En Afrique du Sud, une nouvelle loi sur l’équité en emploi suscite une levée de boucliers dans le camp de l’Alliance démocratique, principal parti d’opposition, et membre du gouvernement d’union nationale formé au lendemain des dernières élections. Une fois de plus, les désaccords profonds entre deux partis que tout oppose refont surface.

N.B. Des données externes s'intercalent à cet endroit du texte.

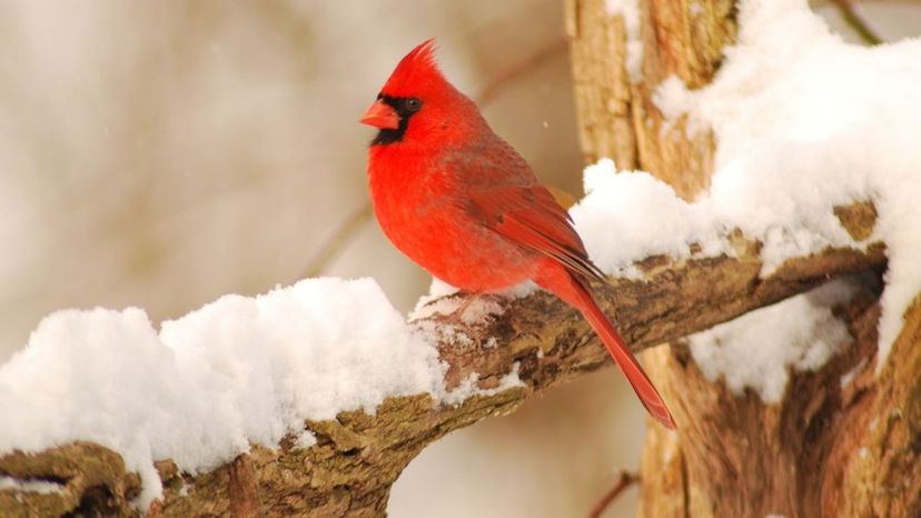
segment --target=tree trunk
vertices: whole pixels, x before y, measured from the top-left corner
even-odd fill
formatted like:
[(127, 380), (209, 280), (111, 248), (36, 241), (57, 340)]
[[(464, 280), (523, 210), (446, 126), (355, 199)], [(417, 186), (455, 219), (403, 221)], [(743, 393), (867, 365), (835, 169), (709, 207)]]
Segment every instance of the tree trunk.
[[(683, 120), (663, 130), (652, 94), (671, 74), (691, 89), (713, 79), (736, 31), (735, 6), (638, 3), (642, 70), (631, 78), (622, 17), (608, 13), (604, 0), (567, 2), (583, 150), (588, 161), (611, 156), (693, 199), (710, 181), (713, 136), (687, 137)], [(842, 222), (872, 220), (866, 209), (835, 212)], [(644, 352), (679, 431), (648, 427), (641, 517), (921, 516), (921, 298), (877, 375), (879, 278), (861, 279), (858, 295), (836, 308), (855, 345), (816, 372), (792, 375), (778, 405), (709, 381), (685, 345)], [(856, 377), (842, 383), (848, 372)]]

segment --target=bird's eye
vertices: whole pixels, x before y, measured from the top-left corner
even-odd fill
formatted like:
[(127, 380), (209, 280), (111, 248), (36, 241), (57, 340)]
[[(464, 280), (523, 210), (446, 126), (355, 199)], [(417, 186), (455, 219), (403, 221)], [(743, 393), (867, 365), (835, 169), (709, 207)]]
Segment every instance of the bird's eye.
[(406, 99), (406, 109), (409, 111), (418, 111), (422, 108), (422, 101), (415, 97)]

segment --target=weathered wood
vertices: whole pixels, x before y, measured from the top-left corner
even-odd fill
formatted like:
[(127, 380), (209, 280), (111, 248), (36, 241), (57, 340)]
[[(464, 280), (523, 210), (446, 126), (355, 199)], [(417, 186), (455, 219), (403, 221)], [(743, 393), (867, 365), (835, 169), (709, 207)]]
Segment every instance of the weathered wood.
[[(601, 0), (573, 3), (567, 11), (571, 24), (574, 13), (580, 16), (578, 27), (615, 23), (600, 7)], [(641, 0), (640, 4), (642, 77), (634, 78), (628, 98), (620, 98), (632, 108), (627, 131), (637, 151), (623, 152), (604, 132), (586, 129), (594, 123), (591, 118), (580, 120), (585, 127), (582, 138), (608, 141), (583, 142), (583, 147), (590, 160), (597, 158), (591, 152), (597, 149), (613, 150), (618, 163), (632, 163), (636, 157), (640, 168), (692, 199), (710, 182), (712, 133), (689, 136), (683, 120), (664, 124), (652, 97), (672, 74), (691, 89), (712, 80), (723, 47), (735, 34), (735, 6), (729, 0)], [(574, 43), (574, 74), (585, 71), (577, 94), (604, 91), (611, 81), (614, 86), (607, 88), (621, 88), (616, 74), (594, 73), (591, 64), (622, 63), (626, 41), (595, 44), (591, 57), (578, 51), (586, 44), (591, 41)], [(877, 218), (871, 203), (839, 207), (834, 212), (852, 238), (869, 238)], [(644, 353), (679, 431), (650, 426), (640, 516), (921, 516), (921, 301), (905, 315), (890, 356), (897, 360), (877, 376), (877, 276), (865, 279), (861, 295), (841, 308), (856, 345), (818, 372), (792, 376), (779, 405), (764, 405), (753, 394), (737, 397), (722, 382), (709, 381), (680, 343)], [(859, 366), (856, 379), (842, 387), (841, 377)]]
[[(773, 276), (759, 278), (756, 243), (735, 237), (737, 257), (641, 263), (647, 280), (612, 279), (597, 287), (617, 322), (638, 350), (673, 340), (753, 308), (802, 292), (830, 277), (866, 271), (884, 262), (880, 247), (869, 252), (830, 249), (789, 261)], [(445, 341), (442, 358), (450, 366), (449, 386), (471, 375), (479, 387), (496, 387), (517, 365), (524, 387), (475, 396), (459, 406), (437, 406), (428, 395), (390, 398), (375, 416), (343, 412), (336, 420), (307, 422), (318, 438), (299, 448), (287, 438), (276, 449), (254, 446), (214, 471), (189, 475), (164, 459), (157, 464), (164, 500), (152, 516), (383, 516), (390, 485), (427, 444), (488, 416), (514, 410), (526, 398), (582, 373), (610, 366), (588, 326), (545, 292), (503, 302), (505, 311), (469, 330), (467, 345)], [(488, 347), (494, 337), (498, 347)], [(681, 421), (679, 421), (681, 424)], [(0, 456), (0, 474), (20, 480), (62, 485), (47, 495), (0, 490), (0, 516), (62, 516), (79, 510), (131, 515), (140, 490), (121, 458), (97, 445)]]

Trente ans après la fin de l’Apartheid, l’Afrique du Sud reste en proie à de profondes inégalités raciales dans le monde du travail. Une nouvelle réforme de la législation sur l’équité en emploi, entrée en vigueur en janvier 2025, entend y remédier en imposant des objectifs chiffrés de représentation des groupes historiquement marginalisés – Noirs, femmes, personnes handicapées – dans certains secteurs professionnels. Mais la loi, portée par le ministère du Travail, divise profondément le pays et menace l’équilibre déjà fragile du gouvernement d’union nationale.
Une réforme controversée
Au cœur de la controverse se trouve l’article 15A de la loi modifiée sur l’équité en emploi. Il accorde au ministre du Travail le pouvoir de fixer, par secteur, des objectifs obligatoires de représentation raciale et de genre pour les entreprises de plus de 50 employés qui souhaitent faire affaire avec l’État. Si ces objectifs ne sont pas atteints, des amendes sont prévues.

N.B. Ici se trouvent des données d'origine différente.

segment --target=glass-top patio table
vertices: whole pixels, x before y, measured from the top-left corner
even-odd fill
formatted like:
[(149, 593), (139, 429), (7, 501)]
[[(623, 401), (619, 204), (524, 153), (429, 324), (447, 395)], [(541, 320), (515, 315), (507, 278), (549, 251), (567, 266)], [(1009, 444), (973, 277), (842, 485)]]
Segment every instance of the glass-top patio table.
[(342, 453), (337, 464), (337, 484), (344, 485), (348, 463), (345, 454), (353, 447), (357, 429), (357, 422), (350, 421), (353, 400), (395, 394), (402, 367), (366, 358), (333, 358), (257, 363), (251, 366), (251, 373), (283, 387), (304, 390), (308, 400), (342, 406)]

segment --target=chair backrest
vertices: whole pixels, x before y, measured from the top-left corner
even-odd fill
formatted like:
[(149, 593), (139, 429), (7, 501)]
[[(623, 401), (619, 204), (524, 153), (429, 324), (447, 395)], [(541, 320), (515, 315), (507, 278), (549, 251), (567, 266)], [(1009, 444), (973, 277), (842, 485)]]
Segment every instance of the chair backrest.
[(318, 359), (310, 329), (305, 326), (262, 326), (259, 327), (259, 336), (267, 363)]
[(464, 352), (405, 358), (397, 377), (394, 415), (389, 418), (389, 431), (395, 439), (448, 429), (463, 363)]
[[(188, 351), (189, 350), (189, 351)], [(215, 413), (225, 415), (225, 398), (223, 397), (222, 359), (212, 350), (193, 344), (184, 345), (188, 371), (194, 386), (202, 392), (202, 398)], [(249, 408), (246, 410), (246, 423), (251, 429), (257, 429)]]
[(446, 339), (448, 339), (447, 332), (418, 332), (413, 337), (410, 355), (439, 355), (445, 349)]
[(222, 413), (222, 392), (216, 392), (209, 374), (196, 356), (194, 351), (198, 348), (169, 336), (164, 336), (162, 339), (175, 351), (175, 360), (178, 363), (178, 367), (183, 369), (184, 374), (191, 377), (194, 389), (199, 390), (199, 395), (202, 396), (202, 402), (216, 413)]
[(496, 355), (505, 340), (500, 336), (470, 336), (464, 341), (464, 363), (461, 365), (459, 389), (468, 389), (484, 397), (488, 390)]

L’objectif affiché est clair : corriger les déséquilibres historiques encore visibles dans l’économie. Selon les statistiques officielles, alors que les Blancs représentent moins de 10 % de la population, ils occupent toujours 66% des postes de direction dans le secteur privé. En revanche, les Sud-Africains noirs, majoritaires, continuent de souffrir d’un taux de chômage de plus de 32 %, aggravé par une précarité endémique. « Ce n’est pas une question de quotas, mais de justice », a martelé Mahlengi Bhengu-Motsiri, porte-parole de l’ANC (Congrès national africain). « Il s’agit de corriger les déséquilibres structurels de l’économie et de garantir à tous les Sud-Africains des chances égales ».

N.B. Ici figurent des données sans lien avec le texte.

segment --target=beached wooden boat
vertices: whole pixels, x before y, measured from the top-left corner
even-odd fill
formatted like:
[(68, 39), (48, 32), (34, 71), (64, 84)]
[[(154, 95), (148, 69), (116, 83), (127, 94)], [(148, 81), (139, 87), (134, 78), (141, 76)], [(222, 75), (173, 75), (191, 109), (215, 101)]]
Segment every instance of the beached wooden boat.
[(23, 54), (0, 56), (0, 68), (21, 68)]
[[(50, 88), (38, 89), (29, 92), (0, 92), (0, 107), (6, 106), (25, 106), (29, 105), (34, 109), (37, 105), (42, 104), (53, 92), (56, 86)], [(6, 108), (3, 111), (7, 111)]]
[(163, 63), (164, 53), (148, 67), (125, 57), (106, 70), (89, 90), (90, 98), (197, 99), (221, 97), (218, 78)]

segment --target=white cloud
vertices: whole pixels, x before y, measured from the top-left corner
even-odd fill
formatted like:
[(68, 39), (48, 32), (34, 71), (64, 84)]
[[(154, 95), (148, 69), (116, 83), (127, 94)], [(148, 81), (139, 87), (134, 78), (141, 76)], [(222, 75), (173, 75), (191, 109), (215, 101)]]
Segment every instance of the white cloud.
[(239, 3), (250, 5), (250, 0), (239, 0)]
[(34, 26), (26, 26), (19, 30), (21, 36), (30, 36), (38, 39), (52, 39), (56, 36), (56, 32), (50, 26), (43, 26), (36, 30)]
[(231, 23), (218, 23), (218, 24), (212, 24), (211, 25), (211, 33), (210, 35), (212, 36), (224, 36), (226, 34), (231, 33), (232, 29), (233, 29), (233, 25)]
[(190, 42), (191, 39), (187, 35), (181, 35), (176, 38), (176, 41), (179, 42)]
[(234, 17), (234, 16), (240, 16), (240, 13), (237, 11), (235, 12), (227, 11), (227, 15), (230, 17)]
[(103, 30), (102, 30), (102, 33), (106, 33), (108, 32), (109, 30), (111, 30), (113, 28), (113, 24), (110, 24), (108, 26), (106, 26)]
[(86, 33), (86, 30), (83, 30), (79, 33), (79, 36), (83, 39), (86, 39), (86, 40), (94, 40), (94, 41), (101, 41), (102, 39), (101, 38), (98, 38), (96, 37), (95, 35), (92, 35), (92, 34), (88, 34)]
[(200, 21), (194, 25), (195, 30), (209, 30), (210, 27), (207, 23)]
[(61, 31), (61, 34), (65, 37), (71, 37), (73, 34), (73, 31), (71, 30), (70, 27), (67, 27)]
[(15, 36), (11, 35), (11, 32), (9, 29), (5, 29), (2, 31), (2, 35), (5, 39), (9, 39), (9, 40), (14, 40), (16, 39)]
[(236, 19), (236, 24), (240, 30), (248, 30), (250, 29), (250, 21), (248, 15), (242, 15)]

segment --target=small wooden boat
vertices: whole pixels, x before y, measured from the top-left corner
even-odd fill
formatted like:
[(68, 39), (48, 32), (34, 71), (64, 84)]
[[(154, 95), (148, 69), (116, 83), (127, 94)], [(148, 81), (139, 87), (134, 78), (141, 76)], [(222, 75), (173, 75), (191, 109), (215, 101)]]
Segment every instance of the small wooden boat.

L’opposition saisit la justice
Face à cette réforme, l’Alliance Démocratique (DA), deuxième force politique du pays et partenaire de l’ANC dans le gouvernement d’union nationale formé après les élections de 2024, a déposé un recours devant la Haute Cour de Pretoria. Pour la DA, cette loi serait inconstitutionnelle, car fondée sur des critères raciaux perçus comme discriminatoires.
« Nous défendons le droit de chaque Sud-Africain à être jugé sur ses compétences, pas sur sa couleur de peau », a déclaré Helen Zille, présidente fédérale de la DA. Elle qualifie la loi de « draconienne » et « totalitaire », estimant qu’elle risque d’aggraver le chômage, de décourager l’investissement étranger et de créer une nouvelle forme de discrimination inversée. La DA souligne que la loi cible tous les groupes non noirs, sans prendre en compte les inégalités économiques transversales : certains Blancs, notamment parmi les jeunes ou les classes populaires, subissent également la pauvreté et le chômage, argumente-t-elle.
Fractures dans le gouvernement d’union nationale
Cette opposition frontale a ravivé les tensions au sein du gouvernement. Depuis la perte de sa majorité parlementaire en 2024, l’ANC gouverne avec plusieurs partis, dont la DA, dans une coalition fragile et conflictuelle. La réforme de l’équité en emploi, comme avant elle le projet avorté d’augmentation de la TVA, met en lumière les divergences idéologiques profondes entre les alliés.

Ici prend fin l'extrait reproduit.